Expanding Our Frame, Deepening our Demands for Safety and Healing for Black Survivors of Sexual Violence is a recently published report by Andrea Ritchie for the National Black Women’s Justice Institute. Excerpt below:
[T]hroughout U.S. history, Black women, trans and gender nonconforming people’s experience of systemic sexual violence during slavery, in domestic servitude, in the workplace, and in our homes and communities has largely remained invisible, obscured and rationalized through deeply entrenched narratives framing Black women and girls as inherently sexually deviant, hypersexual, and inviolable. These problematic narratives have evolved over time, and have been the subject of consistent individual and collective resistance, organizing, and scholarship by Black women. Nevertheless, the perceptions of Black women, girls, trans, gender nonconforming and nonbinary people that normalize and facilitate sexual violence remain deeply entrenched, contributing to ongoing silences and a failure to act in support of Black survivors of sexual assault.
These silences are particularly pronounced when it comes to sexual violence experienced by Black women, girls, trans, gender nonconforming and nonbinary people in the context of policing, criminalization, and punishment.9 In part, the invisibility of sexual violence in these settings stems from the fact that it is experienced by people who are criminalized and otherwise stigmatized – people who are, or are perceived to be, involved in the sex or drug trades, homeless, disabled, lesbian, bisexual and transgender.
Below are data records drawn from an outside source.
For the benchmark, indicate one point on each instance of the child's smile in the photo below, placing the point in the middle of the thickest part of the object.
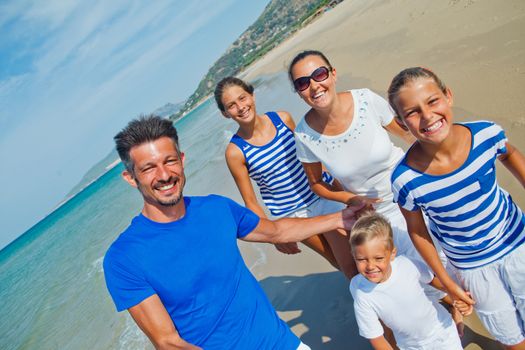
(425, 110)
(373, 260)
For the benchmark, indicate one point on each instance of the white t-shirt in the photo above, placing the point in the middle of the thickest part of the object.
(363, 157)
(401, 304)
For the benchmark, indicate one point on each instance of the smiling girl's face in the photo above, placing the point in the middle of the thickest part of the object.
(425, 110)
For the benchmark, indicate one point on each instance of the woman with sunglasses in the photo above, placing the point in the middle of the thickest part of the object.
(263, 149)
(347, 132)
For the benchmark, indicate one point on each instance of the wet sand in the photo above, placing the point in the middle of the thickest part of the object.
(475, 46)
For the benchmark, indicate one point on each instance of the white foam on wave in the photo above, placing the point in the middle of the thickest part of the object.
(132, 337)
(96, 267)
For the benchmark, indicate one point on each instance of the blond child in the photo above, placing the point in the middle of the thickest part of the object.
(390, 288)
(449, 174)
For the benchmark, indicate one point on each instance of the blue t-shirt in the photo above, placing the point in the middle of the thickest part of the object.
(195, 267)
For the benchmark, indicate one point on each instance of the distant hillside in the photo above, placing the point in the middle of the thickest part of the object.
(168, 109)
(95, 172)
(112, 158)
(279, 20)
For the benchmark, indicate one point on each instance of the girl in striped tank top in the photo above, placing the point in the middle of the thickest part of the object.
(263, 149)
(449, 174)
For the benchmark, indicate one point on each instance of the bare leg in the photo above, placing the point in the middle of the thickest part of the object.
(338, 241)
(520, 346)
(319, 244)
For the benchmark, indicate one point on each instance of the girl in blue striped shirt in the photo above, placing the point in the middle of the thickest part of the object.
(263, 149)
(449, 174)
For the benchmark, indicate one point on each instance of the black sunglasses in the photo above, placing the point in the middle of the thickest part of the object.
(320, 74)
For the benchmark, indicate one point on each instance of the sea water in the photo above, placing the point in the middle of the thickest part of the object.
(52, 287)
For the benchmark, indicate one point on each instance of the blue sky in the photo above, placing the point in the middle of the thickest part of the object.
(72, 73)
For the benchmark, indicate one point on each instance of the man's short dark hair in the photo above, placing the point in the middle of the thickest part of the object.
(146, 128)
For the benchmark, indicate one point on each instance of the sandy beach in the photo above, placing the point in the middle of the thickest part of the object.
(475, 46)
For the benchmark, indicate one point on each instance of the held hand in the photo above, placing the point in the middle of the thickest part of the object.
(464, 308)
(288, 248)
(460, 296)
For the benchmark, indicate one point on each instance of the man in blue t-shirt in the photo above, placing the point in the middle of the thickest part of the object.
(177, 268)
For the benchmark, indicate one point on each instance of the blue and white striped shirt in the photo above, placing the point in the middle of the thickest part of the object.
(277, 171)
(475, 220)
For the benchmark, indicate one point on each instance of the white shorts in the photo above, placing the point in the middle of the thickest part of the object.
(319, 207)
(303, 346)
(447, 338)
(499, 292)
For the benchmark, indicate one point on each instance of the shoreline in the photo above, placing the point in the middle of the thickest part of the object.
(479, 55)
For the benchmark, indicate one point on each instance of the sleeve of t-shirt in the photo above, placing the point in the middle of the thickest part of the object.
(423, 272)
(304, 154)
(124, 282)
(500, 139)
(245, 219)
(367, 320)
(382, 109)
(402, 194)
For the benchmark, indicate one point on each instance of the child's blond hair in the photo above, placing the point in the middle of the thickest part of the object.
(369, 226)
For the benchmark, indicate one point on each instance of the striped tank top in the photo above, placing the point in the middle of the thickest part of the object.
(475, 221)
(277, 171)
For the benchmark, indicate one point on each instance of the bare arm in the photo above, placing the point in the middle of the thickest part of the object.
(514, 161)
(298, 229)
(287, 119)
(395, 129)
(424, 245)
(153, 319)
(380, 343)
In other words, women, girls, trans, gender nonconforming and nonbinary people at the margins of society, whose experiences may not lend themselves to campaigns focused on respectability or redemption.
There is also a reluctance to acknowledge that sexual violence is systematically perpetrated by people, institutions, systems, and networks advanced as sources of safety and solutions to sexual violence. Recognizing the pervasive and systemic nature of sexual violence against Black women, girls, trans, gender nonconforming and nonbinary people by police, penal, and immigration officers, in prisons, jails and/or detention facilities, and in social service, learning, and health care settings, calls into question our reliance on these systems and structures of dominance as responses to sexual violence, and as effective mechanisms of prevention, early detection, and healing.
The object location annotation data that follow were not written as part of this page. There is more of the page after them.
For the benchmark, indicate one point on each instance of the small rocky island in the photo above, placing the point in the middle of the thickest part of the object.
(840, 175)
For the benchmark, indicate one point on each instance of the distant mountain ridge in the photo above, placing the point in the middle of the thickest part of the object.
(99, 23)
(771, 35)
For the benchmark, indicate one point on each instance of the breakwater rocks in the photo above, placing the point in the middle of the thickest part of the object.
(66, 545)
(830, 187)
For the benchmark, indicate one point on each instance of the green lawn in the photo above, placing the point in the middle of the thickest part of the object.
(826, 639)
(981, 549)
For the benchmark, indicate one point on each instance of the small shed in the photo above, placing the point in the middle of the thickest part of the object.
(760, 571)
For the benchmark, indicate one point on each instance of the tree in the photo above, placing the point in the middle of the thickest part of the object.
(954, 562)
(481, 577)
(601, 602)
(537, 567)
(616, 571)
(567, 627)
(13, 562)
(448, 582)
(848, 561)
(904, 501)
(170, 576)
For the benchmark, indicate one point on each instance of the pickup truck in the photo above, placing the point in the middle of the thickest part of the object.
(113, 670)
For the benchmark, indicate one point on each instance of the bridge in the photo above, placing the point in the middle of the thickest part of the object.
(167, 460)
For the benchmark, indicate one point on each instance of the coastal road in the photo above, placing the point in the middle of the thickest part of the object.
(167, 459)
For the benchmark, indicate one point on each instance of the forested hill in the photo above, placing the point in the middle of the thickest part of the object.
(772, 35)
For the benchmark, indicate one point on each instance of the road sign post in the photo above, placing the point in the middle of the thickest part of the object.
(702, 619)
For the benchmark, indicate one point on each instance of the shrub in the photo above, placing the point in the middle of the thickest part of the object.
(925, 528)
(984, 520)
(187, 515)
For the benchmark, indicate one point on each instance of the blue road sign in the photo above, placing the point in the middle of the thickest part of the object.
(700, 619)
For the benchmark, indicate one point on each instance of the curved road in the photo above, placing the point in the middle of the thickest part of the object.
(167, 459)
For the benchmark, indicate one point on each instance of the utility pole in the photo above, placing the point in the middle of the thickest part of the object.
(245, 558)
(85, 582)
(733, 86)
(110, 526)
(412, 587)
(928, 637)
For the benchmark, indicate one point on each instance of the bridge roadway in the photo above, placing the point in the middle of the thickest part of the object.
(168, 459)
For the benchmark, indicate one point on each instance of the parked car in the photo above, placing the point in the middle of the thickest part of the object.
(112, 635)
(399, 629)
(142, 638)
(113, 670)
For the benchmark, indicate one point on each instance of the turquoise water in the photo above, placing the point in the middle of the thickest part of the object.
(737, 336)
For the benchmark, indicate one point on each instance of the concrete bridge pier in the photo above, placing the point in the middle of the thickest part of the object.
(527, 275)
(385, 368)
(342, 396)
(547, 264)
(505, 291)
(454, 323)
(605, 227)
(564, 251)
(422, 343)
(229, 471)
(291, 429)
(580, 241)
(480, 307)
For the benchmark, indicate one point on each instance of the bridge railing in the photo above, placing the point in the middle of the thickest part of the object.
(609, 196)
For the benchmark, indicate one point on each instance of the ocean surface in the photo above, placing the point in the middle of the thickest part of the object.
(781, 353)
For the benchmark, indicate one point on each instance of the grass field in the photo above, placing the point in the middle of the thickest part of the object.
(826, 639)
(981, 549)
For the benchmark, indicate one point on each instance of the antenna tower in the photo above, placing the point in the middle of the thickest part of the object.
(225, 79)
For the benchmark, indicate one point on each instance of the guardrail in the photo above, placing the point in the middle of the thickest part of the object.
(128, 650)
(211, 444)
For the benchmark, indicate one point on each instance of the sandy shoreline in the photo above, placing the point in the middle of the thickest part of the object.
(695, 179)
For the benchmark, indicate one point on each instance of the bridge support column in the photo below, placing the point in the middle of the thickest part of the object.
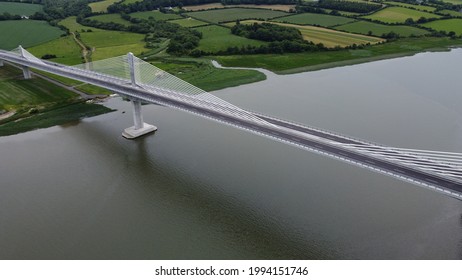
(26, 72)
(140, 128)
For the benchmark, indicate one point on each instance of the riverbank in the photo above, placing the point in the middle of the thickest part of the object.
(39, 102)
(303, 62)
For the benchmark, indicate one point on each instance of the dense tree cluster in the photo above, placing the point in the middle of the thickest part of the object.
(182, 39)
(149, 5)
(8, 16)
(267, 32)
(259, 2)
(348, 6)
(57, 9)
(282, 38)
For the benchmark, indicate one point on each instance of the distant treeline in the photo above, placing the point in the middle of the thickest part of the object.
(282, 38)
(182, 39)
(259, 2)
(24, 1)
(149, 5)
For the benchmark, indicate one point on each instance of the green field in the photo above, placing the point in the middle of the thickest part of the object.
(315, 19)
(101, 6)
(216, 38)
(447, 25)
(115, 18)
(233, 14)
(155, 14)
(399, 15)
(189, 22)
(300, 62)
(450, 13)
(26, 33)
(202, 74)
(71, 24)
(406, 5)
(65, 48)
(364, 27)
(106, 43)
(130, 1)
(20, 8)
(19, 93)
(457, 2)
(328, 37)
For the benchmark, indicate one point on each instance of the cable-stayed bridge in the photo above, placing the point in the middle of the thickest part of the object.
(140, 81)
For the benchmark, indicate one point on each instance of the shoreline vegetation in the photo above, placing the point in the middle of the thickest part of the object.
(183, 37)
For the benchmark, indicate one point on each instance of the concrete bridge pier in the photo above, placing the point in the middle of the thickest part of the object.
(26, 72)
(140, 128)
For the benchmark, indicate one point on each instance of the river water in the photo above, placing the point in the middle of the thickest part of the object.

I am impressed by your movement and appreciate this article that has educated me as to how much of a problem this violence is among people of minority groups. What more needs to be done in order to stop the pain and start the healing?
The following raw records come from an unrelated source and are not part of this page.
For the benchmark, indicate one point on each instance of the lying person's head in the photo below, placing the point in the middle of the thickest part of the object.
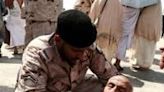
(118, 83)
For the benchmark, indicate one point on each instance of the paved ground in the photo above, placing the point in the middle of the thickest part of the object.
(143, 81)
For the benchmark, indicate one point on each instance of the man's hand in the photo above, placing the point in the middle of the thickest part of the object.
(161, 63)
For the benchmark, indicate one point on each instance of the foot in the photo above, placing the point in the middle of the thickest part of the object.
(119, 68)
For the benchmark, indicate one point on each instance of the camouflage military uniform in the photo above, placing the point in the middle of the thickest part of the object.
(41, 17)
(43, 70)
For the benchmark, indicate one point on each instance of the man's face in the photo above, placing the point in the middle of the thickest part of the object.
(117, 84)
(71, 54)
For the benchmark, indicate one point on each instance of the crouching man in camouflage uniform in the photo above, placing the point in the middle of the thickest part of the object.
(58, 62)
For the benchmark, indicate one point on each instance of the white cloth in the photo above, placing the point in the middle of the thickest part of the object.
(144, 52)
(130, 17)
(16, 26)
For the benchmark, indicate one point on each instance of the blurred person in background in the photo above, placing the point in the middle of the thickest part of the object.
(41, 17)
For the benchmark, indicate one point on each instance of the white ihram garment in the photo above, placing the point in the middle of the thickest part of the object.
(16, 25)
(130, 17)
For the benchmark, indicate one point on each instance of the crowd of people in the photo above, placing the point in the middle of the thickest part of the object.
(59, 46)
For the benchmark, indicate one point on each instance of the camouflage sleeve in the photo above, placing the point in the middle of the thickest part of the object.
(101, 67)
(83, 5)
(33, 73)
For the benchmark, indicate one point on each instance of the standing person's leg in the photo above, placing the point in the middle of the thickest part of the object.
(1, 39)
(163, 25)
(130, 17)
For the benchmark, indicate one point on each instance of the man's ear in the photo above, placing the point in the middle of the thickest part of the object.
(57, 39)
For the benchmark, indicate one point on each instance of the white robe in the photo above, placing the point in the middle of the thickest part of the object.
(16, 25)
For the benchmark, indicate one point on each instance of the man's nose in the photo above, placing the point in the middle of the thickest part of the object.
(83, 56)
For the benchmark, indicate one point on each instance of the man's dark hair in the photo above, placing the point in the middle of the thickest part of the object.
(76, 28)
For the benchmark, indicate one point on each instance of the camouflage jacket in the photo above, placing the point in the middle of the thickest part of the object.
(43, 70)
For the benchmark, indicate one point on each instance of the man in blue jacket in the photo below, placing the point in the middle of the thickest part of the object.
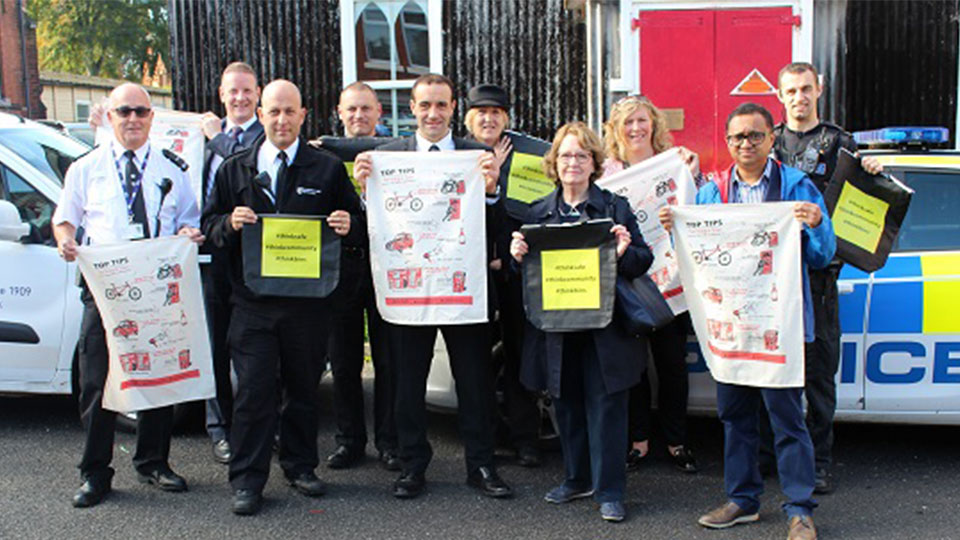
(755, 177)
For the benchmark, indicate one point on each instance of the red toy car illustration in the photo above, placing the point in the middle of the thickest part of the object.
(126, 329)
(400, 242)
(713, 294)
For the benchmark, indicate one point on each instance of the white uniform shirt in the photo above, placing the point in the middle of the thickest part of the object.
(93, 195)
(268, 160)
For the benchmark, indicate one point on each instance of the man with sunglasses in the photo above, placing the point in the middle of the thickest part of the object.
(122, 191)
(237, 131)
(754, 178)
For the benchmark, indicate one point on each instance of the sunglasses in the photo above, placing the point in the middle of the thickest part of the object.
(125, 111)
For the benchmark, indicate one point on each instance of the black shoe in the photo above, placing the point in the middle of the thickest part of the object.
(164, 479)
(90, 494)
(390, 461)
(409, 485)
(486, 480)
(246, 502)
(683, 460)
(823, 482)
(528, 456)
(344, 458)
(635, 459)
(221, 451)
(308, 484)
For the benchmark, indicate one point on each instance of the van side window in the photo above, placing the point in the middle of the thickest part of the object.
(933, 220)
(33, 206)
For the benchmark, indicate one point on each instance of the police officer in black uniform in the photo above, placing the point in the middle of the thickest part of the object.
(805, 142)
(271, 335)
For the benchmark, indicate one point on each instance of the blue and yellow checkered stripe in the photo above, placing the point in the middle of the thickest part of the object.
(926, 302)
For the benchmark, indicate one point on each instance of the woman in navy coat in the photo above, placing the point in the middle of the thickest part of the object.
(589, 373)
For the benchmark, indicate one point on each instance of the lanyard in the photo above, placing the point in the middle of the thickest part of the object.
(137, 183)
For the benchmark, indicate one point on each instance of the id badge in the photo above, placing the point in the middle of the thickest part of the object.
(134, 231)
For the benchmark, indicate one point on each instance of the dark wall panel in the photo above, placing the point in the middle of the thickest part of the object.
(533, 48)
(292, 39)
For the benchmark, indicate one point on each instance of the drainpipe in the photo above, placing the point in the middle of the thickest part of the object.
(23, 58)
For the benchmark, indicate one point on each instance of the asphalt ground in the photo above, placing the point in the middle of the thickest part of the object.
(893, 482)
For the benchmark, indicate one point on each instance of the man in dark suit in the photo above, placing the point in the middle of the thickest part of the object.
(239, 94)
(433, 104)
(277, 338)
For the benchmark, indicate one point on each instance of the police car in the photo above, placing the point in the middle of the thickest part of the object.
(900, 343)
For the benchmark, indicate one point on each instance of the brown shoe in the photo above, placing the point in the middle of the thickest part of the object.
(727, 515)
(801, 528)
We can raise our sons to honor and respect the girls and women in their lives. We can show our sons and daughters that what we see on TV will not support social justice for all. We can not tolerate any men or women in our lives that disrespect, disregard, and violate our humanity. We can show our children that they matter, just as every other human being on earth matters, is valued, and deserve humane treatment and respect, even love.